Leut' - auf geht’s zur Mess!“
Das Michelle - Reminiszenz an Miltenbergs Geschichte und Messetradition
Eigentlich hätte er beim Messe-Einzug einen anderen und vorderen Platz verdient - sozusagen als „Spitzen-Reiter“.
Beim feierlichen Festzug vom Schwarzviertel durch die Altstadt zum Festzelt - mit heuer 31 Gruppen - ist er stets dabei und zwar mittendrin, diesmal nach der Kutsche der Patenkompanie Hardheim und vor dem „Modernen Spielmanns- und Fanfarenzug Retzbach“ .
Wenn Passanten ihn sehen und zujubeln, geraten sie dabei sicherlich auch ins Schmunzeln. Vielleicht werden auch Erinnerungen an frühere Zeiten wach.

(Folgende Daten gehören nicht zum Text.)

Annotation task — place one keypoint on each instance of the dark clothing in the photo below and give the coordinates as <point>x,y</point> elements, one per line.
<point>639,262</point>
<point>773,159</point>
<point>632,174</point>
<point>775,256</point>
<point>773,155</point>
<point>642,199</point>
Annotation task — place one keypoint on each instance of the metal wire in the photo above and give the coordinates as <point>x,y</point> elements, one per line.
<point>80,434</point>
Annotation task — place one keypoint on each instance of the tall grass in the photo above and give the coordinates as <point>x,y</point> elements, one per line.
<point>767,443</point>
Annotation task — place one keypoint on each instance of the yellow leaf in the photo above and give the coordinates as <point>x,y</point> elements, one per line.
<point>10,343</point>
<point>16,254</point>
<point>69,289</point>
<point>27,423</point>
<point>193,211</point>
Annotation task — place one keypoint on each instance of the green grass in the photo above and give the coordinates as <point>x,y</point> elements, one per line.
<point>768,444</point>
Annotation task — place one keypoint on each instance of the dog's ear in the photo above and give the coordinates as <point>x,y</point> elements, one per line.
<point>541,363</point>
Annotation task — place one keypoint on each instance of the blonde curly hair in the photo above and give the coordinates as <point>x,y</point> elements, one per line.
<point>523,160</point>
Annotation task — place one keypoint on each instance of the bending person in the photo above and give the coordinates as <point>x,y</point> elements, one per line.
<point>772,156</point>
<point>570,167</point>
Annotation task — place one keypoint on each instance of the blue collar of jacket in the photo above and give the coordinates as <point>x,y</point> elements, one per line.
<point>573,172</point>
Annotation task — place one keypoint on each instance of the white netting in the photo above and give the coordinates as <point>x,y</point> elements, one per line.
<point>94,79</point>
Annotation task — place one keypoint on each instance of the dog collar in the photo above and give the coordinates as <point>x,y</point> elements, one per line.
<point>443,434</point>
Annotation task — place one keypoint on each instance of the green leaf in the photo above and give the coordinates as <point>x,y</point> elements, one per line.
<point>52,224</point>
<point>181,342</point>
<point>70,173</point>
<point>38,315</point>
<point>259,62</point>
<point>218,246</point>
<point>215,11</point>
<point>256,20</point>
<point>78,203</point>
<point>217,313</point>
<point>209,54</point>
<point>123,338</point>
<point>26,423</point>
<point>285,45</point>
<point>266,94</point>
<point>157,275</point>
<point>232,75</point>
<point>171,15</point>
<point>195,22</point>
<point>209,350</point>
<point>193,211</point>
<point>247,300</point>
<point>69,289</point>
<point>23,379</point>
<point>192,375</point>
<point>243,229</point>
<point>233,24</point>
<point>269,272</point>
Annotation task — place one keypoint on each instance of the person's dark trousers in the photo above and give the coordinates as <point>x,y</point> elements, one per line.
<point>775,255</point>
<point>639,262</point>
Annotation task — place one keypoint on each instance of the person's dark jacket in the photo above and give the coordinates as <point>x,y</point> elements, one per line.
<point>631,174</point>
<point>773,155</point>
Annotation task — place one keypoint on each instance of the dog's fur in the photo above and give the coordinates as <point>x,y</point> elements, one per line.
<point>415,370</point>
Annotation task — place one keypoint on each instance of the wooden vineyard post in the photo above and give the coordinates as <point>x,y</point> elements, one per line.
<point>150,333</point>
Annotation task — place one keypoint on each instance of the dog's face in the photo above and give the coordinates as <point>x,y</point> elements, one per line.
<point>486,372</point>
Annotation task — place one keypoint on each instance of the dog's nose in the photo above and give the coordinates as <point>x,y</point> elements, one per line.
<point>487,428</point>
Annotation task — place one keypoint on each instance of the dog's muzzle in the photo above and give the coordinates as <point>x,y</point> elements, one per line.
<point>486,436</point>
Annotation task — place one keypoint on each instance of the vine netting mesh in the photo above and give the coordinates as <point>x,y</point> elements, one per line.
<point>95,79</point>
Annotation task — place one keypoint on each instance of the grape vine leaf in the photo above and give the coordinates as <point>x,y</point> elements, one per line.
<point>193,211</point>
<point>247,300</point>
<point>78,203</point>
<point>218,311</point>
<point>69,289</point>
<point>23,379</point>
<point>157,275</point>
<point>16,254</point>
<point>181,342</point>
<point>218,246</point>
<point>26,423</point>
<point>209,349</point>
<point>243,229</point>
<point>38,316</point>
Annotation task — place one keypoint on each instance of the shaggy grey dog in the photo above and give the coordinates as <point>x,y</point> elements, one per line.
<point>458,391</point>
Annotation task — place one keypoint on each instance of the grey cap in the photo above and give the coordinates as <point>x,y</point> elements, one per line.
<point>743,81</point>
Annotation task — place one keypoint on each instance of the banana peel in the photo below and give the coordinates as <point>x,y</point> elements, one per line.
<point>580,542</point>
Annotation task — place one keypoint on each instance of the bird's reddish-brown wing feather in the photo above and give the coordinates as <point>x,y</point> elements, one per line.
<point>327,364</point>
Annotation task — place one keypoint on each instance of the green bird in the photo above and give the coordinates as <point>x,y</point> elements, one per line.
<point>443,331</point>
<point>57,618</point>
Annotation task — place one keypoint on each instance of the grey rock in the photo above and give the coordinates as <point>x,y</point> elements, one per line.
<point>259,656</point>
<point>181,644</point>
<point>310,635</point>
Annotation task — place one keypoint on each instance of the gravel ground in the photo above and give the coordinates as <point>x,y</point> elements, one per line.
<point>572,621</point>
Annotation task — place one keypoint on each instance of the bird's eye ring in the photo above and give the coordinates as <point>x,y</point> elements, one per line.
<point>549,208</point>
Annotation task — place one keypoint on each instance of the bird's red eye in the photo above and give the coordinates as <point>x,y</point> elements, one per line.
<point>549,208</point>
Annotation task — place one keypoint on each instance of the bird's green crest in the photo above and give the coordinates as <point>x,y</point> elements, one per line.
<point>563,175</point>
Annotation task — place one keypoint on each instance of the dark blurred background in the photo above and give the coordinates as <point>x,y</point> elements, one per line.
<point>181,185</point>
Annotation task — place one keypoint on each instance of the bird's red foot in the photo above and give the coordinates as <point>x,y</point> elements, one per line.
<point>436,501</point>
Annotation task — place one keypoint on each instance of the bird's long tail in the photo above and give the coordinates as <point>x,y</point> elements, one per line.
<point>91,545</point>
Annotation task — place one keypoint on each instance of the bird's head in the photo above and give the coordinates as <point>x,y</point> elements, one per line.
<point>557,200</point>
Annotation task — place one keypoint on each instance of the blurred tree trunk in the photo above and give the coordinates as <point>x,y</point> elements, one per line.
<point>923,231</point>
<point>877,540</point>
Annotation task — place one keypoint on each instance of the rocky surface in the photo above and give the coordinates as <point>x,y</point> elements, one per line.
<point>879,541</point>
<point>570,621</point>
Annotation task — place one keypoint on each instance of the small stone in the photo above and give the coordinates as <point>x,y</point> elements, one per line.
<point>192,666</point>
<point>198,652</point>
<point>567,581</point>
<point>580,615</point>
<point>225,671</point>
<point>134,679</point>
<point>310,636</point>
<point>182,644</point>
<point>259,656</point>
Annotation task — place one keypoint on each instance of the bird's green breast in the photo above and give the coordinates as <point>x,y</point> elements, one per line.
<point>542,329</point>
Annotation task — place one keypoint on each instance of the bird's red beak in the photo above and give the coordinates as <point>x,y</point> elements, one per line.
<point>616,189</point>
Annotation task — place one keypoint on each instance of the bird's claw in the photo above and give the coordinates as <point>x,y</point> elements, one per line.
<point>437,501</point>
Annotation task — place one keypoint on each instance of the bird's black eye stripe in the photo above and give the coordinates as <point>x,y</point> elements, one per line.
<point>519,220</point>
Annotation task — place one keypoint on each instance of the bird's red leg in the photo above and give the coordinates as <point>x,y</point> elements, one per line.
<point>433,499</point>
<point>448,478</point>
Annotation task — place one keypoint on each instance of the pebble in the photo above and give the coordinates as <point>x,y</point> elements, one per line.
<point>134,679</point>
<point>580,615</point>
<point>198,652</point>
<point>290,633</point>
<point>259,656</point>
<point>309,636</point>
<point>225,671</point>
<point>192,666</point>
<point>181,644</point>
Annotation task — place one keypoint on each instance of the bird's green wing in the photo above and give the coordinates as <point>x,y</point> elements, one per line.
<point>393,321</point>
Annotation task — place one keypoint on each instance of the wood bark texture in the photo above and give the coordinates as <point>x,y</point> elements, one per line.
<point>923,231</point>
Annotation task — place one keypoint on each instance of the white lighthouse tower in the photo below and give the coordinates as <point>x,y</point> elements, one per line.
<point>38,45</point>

Warum?
Es ist „s’ Michele“ - das Michelle, ein junger Reiter ( oder vielleicht auch verkleidet - eine junge Reiterin, denn Michelle ist ja bekanntlich ebenso ein weiblicher Vorname).
Im Mittelalter würde man Michelle
- der jungen Ritterschaft zuordnen -
- von schlanker Statur,
- würdevoll gekleidet
- in festlicher, rot-weiß-schwarzer Montur,
- mit federumsäumtem Hut und
- kurzen Kniebundhosen.
Selbstbewusst führt Michelle mit der rechten Hand die Zügel und zeigt seinem Pferd, wo’s lang geht.
In der linken, ausgestreckten Hand präsentiert Michelle stolz die ockergelb-blecherne Fanfare, die im darauf angehängten Tuch ein bekanntes Wappen zeigt:
- über Kreuz zwei Mainzer Räder und zwei große M-Buchstaben.
Es sind Hinweise auf Miltenberg, das hiesige Stadtwappen, an die einstige Geschichte und an einen runden Geburtstag (1987), wo wohl Michelle zum 750-jähriges Stadtjubiläum erstmals in Erscheinung und an die Öffentlichkeit trat.
S’ Michele“ - das Michelle:
- hier gab es vor 33 Jahren zunächst den Namen (gefunden und prämiert bei einem Schülerwettbewerb),
- dann das prägnante Erkennungslogo (plakativ gestaltet vom einheimischen Künstler Ossi Hülbig),
- später leibhaftig in Szene gesetzt als Figur 1:1 beim alljährlichen festlichen Einzug zur Miltenberger Michelsmesse.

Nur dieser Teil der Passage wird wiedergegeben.